In the first installment of this two-part blog, we talked about a few leafy greens used in Indonesian cooking that are also commonly used in East and Southeast Asian cuisines. 

In this second part, we’ll highlight a few vegetables that are used in Indonesia and the Malay archipelago, but which don’t really feature much in your typical Thai or Chinese restaurant – cassava leaves, papaya leaves, and sweet potato leaves.

Daun Singkong or Cassava Leaves

Oleh Forest & Kim Starr, CC BY 3.0, https://commons.wikimedia.org/w/index.php?curid=6178780

Daun singkong is a delicious, popular vegetable in Indonesia which literally means “cassava leaves”, or “tapioca leaves”. In Malay, it’s called pucuk ubi, and in both Indonesia and Singapore, it’s served in virtually every Padang restaurant out there. Here, it’s almost always served as gulai daun singkong, where it’s cooked in a rich coconut-based curry.

In Indonesia, all the edible parts of the cassava plant are used, from the tuber to the leaves, as it’s easy to grow in this region. The leaves are a dark, pale green colour, and it generally has a larger stem compared to the leaves. When cooking, it can sometimes get tough and fibrous, so it’s important that it’s cooked long enough for it to soften, by adding some water to wilt it beforehand.

Daun Pepaya or Papaya Leaves

Oleh Joydeep – Karya sendiri, CC BY-SA 3.0, https://commons.wikimedia.org/w/index.php?curid=20260754

Less common than daun singkong, daun pepaya or papaya leaves is another tropical vegetable that’s sometimes used in Indonesian stir-fries or gravy. Here, young papaya leaves are used, and they’re usually a light green colour and are fan-shaped if unbroken. The leaves are all connected to one another, resemble little hills and valleys between each leaf.
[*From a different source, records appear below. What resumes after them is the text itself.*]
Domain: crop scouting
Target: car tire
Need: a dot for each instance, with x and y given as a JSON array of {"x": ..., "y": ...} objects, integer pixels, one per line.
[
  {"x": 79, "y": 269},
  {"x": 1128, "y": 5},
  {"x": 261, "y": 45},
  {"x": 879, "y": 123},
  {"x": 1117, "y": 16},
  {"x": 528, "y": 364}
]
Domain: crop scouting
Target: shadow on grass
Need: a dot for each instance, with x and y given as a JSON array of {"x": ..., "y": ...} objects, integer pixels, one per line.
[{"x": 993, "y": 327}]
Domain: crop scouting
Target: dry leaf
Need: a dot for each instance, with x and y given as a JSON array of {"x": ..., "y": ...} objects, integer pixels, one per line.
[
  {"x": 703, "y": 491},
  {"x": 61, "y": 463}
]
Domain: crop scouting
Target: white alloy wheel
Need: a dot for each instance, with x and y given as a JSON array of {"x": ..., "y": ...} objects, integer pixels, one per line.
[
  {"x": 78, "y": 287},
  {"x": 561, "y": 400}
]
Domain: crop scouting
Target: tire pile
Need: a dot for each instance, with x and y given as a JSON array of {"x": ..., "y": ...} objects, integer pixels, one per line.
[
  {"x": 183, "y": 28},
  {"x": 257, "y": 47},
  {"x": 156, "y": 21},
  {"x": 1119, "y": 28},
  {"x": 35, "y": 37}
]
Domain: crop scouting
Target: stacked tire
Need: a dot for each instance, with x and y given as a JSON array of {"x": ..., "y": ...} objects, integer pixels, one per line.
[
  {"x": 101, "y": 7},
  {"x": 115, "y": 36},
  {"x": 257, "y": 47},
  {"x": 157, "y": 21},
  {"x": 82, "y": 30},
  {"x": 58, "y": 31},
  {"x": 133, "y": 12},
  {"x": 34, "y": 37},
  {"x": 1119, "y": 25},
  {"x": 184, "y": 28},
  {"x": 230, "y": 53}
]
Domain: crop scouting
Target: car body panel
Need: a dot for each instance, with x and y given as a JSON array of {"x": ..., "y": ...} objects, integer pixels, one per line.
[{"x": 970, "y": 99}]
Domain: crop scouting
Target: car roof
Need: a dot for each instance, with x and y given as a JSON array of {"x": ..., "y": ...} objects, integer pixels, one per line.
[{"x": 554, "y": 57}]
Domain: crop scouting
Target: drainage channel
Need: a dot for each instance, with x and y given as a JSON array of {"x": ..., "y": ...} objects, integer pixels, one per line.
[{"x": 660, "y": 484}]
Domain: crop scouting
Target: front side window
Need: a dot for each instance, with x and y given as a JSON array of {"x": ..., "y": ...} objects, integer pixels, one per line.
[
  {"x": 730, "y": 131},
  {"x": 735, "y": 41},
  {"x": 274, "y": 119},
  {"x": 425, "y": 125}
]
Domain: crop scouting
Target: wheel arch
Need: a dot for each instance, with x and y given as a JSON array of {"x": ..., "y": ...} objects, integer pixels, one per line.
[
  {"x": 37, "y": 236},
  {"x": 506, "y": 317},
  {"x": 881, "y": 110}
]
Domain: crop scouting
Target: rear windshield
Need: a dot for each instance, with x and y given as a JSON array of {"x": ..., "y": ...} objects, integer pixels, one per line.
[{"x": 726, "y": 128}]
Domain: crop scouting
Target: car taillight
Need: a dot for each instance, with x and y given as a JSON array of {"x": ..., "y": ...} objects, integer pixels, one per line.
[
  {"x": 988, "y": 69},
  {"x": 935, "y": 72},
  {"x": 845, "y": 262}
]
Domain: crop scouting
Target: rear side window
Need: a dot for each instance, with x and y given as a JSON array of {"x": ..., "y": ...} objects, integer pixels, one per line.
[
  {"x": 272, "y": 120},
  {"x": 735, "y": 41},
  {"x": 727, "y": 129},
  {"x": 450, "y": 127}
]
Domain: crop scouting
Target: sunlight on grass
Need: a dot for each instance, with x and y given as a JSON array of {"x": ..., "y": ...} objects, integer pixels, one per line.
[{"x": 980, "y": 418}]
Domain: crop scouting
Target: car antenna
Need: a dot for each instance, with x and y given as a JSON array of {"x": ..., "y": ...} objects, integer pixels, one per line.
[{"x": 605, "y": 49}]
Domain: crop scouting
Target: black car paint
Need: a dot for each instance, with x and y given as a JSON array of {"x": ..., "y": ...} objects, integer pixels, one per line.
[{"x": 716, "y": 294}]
Daun pepaya can be difficult to cook and is an acquired taste, with a slight bitterness that might be unpalatable to some. It’s different from another vegetable of a similar name – daun pepaya jepang or Japanese papaya leaves, which is actually tree spinach and is popular in Indonesia these days, frequently stir-fried to make tumis daun pepaya jepang.

Daun ubi jalar or Sweet Potato Leaves

By Dinesh Valke from Thane, India – Genasu gadde (Kannada: ಗೆಣಸು ಗಡ್ಡೆ), CC BY-SA 2.0, https://commons.wikimedia.org/w/index.php?curid=112290511

Daun ubi jalar or sweet potato leaves are, like daun singkong, another plant mostly known for its tubers but whose leaves are also consumed in Indonesia and the rest of Asia. And like cassava, sweet potatoes are sometimes thought of a ‘wartime food’, but it’s easy to grow and was therefore a staple during World War 2, when there was a shortage of rice.

Like its tuber, sweet potato leaves are slightly sweet. The leaves are large and fan-like and heart-shaped, and about half the length of each stem. Unlike daun pepaya, it’s easy to cook and can easily be stir-fried or cooked in soups. I usually do a simple tumis daun ubi jalar, in which I stir-fry the leaves with shallots, garlic and chillies.